The report card evaluates the progress made on the National Fruit and Vegetable Alliance’s 2010 National Action Plan. Along with schools, restaurants, communities and other government food assistance programs were evaluated.

2010 National Action Plan

Let’s Get Cooking! Recipe Competition Deadline Only Five Weeks Away!

There are only 5 more weeks to submit a recipe for the Let’s Move! Recipes for Healthy Kids competition! School nutrition professionals, chefs, students, parents and interested community members are challenged to create exciting new recipes for school lunch programs across the country. Teams must create a healthy recipe in one of three categories: whole grains, dark green and orange vegetables, or dry beans and peas. Winning teams will receive up to a $3,000 prize and will be invited to prepare their recipes alongside White House chefs.

The deadline for entries is December 30, 2010, so submit your recipes today! To learn more about the contest, and the rules and regulations, check out this link: http://www.recipesforkidschallenge.com/

Bread for the World Releases Report on World Hunger

Bread for the World released a report last week focusing on global hunger and malnutrition. Our Common Interest: Ending Hunger and Malnutrition looks at the world response to the dramatic surge in world hunger following the spike in food prices in 2007-2008. The report takes a look at how the United States has responded to the global food crisis and how it is driving international action. The report also offers recommendations on how the United States can continue to be a leader in the fight against global hunger.

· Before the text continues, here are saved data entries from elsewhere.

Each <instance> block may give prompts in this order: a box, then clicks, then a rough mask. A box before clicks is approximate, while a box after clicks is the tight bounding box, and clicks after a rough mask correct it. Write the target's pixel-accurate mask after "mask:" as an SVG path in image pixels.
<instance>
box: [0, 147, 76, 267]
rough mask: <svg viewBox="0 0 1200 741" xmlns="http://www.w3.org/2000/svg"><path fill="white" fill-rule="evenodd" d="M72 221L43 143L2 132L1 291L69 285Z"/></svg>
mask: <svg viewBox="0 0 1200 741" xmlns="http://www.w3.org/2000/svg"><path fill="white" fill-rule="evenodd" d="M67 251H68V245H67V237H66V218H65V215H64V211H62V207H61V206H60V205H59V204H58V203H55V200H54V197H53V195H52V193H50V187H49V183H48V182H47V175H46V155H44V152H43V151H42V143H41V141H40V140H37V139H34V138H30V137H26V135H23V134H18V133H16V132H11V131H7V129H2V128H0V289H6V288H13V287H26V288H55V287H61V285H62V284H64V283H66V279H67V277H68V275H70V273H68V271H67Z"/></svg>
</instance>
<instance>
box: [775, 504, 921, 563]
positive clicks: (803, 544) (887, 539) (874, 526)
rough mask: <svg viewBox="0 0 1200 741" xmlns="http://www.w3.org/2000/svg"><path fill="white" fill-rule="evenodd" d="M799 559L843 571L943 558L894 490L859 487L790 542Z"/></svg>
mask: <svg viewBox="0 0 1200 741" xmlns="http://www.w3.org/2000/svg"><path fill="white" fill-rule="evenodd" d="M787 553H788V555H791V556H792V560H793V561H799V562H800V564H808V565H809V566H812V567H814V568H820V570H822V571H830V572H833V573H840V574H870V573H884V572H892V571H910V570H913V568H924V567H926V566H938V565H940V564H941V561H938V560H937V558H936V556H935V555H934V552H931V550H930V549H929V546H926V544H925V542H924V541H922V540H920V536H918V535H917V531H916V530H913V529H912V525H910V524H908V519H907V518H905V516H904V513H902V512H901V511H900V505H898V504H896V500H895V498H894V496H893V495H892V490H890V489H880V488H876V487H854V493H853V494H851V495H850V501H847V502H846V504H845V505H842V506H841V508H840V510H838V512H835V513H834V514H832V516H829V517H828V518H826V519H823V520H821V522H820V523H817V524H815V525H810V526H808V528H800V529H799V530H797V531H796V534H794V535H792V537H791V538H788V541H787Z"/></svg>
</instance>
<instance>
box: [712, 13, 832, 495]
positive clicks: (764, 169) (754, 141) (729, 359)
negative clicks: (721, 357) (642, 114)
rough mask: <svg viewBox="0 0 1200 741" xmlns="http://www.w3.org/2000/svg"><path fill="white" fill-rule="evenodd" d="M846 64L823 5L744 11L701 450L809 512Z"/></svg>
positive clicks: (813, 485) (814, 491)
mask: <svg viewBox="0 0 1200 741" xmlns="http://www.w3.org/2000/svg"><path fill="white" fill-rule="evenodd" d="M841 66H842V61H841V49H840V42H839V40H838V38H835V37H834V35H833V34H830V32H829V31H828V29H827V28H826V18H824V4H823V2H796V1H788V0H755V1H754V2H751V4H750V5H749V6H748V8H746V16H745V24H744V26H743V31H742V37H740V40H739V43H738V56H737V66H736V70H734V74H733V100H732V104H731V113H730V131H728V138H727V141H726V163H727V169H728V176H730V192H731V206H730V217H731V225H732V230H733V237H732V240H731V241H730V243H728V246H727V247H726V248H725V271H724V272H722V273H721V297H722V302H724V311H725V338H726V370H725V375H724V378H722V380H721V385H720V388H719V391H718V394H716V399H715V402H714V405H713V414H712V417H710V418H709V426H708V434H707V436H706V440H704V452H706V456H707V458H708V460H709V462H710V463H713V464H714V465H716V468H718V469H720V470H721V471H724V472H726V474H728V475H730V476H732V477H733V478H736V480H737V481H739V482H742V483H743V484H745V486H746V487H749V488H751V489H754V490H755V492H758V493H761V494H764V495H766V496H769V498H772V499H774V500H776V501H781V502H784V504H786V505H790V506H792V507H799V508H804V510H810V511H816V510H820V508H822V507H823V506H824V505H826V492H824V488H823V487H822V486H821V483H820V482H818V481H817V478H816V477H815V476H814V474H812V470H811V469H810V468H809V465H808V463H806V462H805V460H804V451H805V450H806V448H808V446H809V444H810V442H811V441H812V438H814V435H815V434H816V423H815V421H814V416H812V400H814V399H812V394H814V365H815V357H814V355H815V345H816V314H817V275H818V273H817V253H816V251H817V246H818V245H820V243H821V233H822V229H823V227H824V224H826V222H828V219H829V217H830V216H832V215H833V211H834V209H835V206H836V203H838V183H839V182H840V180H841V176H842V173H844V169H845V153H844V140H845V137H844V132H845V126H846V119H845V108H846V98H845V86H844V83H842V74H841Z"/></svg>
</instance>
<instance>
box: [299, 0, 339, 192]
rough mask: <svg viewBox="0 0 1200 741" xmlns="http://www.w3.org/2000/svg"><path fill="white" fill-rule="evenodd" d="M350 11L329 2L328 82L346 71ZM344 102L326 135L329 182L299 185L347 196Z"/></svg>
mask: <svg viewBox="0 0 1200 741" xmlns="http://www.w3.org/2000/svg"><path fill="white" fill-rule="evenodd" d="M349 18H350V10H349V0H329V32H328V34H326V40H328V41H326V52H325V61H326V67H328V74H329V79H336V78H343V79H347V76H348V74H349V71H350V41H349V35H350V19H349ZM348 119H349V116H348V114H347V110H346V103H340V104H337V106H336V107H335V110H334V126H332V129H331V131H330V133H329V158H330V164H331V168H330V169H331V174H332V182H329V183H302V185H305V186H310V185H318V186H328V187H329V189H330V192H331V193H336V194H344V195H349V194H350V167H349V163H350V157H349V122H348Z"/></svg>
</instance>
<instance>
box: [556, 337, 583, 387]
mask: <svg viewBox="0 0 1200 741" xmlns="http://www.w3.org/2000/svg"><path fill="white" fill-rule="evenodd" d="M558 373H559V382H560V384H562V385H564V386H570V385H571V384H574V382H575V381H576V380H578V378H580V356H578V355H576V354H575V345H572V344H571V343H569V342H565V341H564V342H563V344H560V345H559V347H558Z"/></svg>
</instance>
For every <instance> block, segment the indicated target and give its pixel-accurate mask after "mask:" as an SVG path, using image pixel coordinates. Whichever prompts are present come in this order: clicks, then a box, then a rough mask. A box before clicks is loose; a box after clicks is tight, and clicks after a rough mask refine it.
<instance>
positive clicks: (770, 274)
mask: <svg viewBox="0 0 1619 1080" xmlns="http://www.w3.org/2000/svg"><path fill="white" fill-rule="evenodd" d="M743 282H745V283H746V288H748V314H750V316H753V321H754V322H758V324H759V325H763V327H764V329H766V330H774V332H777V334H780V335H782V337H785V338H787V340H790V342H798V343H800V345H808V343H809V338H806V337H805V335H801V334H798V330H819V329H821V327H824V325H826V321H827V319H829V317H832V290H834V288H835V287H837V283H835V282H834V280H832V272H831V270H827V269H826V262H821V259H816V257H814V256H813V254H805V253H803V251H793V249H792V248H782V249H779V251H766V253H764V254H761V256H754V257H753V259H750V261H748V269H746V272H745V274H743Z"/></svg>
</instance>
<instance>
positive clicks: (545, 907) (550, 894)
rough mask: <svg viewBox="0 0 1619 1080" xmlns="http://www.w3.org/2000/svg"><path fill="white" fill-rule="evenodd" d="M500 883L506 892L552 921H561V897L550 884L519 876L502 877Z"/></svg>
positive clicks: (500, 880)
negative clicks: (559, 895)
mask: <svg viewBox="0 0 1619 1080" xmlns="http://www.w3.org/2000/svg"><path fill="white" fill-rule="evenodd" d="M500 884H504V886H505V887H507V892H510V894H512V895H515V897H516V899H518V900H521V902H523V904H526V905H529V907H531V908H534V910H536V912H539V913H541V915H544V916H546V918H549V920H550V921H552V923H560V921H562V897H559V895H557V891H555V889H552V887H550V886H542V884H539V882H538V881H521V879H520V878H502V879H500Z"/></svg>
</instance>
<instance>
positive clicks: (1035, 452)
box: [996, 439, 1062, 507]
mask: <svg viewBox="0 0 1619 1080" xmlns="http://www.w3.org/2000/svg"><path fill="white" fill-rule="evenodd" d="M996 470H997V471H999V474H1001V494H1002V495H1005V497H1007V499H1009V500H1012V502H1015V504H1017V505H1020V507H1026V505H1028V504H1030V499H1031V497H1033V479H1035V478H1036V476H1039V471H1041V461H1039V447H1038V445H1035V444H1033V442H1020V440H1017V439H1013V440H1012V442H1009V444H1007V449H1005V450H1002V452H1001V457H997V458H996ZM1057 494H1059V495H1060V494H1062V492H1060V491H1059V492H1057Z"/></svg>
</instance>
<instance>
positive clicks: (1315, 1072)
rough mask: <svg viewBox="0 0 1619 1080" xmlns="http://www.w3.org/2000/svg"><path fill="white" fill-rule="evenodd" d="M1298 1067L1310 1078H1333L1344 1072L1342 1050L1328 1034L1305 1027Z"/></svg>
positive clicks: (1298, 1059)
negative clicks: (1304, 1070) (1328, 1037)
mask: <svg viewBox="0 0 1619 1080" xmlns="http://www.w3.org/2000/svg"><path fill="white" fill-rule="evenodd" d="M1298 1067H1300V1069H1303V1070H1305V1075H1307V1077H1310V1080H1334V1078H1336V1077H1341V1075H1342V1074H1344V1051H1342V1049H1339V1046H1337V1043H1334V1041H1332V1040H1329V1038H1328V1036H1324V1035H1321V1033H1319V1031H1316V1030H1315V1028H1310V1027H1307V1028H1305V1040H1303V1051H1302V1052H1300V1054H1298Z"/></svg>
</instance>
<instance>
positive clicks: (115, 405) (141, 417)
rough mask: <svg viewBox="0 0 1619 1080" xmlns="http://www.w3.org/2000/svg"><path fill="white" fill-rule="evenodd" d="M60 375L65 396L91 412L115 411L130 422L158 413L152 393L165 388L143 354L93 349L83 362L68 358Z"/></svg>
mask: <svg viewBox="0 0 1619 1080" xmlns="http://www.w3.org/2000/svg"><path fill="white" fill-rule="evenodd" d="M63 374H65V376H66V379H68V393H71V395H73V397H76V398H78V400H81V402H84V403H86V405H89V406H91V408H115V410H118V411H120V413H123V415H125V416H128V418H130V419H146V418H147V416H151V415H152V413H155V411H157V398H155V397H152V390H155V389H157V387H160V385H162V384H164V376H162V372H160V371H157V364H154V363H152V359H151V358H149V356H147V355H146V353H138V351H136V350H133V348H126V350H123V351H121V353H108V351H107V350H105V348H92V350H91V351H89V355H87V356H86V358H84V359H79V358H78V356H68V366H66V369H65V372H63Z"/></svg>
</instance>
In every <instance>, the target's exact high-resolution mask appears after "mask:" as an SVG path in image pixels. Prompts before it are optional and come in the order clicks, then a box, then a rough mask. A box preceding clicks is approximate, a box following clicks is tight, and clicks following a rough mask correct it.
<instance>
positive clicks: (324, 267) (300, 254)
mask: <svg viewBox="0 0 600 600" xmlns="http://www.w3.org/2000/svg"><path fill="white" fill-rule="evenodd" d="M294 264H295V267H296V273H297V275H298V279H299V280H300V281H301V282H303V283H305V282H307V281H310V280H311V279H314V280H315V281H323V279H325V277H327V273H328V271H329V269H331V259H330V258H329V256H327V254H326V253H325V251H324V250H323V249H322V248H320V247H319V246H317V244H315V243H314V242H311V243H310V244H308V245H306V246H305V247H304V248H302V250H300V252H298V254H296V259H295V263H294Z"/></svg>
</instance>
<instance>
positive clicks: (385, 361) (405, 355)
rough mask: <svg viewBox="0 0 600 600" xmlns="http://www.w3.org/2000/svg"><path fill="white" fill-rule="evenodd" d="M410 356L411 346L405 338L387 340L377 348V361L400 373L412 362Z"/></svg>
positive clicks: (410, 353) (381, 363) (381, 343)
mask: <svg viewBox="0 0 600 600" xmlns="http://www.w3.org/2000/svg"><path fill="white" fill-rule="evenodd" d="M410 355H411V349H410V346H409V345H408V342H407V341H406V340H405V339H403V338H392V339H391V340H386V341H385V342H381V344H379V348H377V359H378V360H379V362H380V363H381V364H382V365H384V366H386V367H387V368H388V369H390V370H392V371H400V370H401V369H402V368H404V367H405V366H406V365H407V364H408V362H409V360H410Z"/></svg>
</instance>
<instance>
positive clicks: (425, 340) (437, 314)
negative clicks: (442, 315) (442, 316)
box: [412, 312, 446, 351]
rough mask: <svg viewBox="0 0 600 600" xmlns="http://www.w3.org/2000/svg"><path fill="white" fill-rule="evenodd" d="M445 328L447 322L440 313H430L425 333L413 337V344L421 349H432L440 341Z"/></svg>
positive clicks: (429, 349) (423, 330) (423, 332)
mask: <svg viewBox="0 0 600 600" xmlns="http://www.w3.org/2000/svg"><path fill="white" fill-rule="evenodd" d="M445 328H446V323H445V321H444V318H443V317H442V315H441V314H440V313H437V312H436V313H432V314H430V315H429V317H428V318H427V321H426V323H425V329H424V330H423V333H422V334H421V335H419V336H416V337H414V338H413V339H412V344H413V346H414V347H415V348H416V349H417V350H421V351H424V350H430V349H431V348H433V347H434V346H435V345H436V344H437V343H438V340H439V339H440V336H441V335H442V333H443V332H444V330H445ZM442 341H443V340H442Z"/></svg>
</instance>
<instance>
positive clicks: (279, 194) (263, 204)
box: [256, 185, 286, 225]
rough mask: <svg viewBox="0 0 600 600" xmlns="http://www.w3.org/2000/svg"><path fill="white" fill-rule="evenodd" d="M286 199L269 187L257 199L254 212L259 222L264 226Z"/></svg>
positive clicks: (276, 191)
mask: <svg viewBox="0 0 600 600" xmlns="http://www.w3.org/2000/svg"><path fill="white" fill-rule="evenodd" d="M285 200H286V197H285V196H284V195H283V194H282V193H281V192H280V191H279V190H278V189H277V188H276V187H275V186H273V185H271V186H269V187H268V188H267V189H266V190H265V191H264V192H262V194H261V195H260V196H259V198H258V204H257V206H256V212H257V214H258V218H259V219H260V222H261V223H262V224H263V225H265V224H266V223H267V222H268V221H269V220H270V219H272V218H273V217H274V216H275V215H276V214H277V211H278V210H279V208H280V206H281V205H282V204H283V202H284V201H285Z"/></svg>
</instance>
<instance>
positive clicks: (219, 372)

To read the complete copy of the report, please visit the link below.
Our Common Interest: Ending Hunger and Malnutrition

Study Finds School Lunch Programs Might Break Cycle of Poverty

A new study published in the journal Pediatrics has found that school meal programs aimed at reducing food insecurity can help break the cycle of poverty. According to researchers, food insecurity undercuts academic achievement by depriving the body of necessary nutrients. It also creates an atmosphere of stress and uncertainty that causes the student to lose interest in school. The study researchers surveyed students at Quebec, Canada high schools. They found that of the students who were from food insecure households, those that had access to school meals performed better academically than students who did not have access to school meals.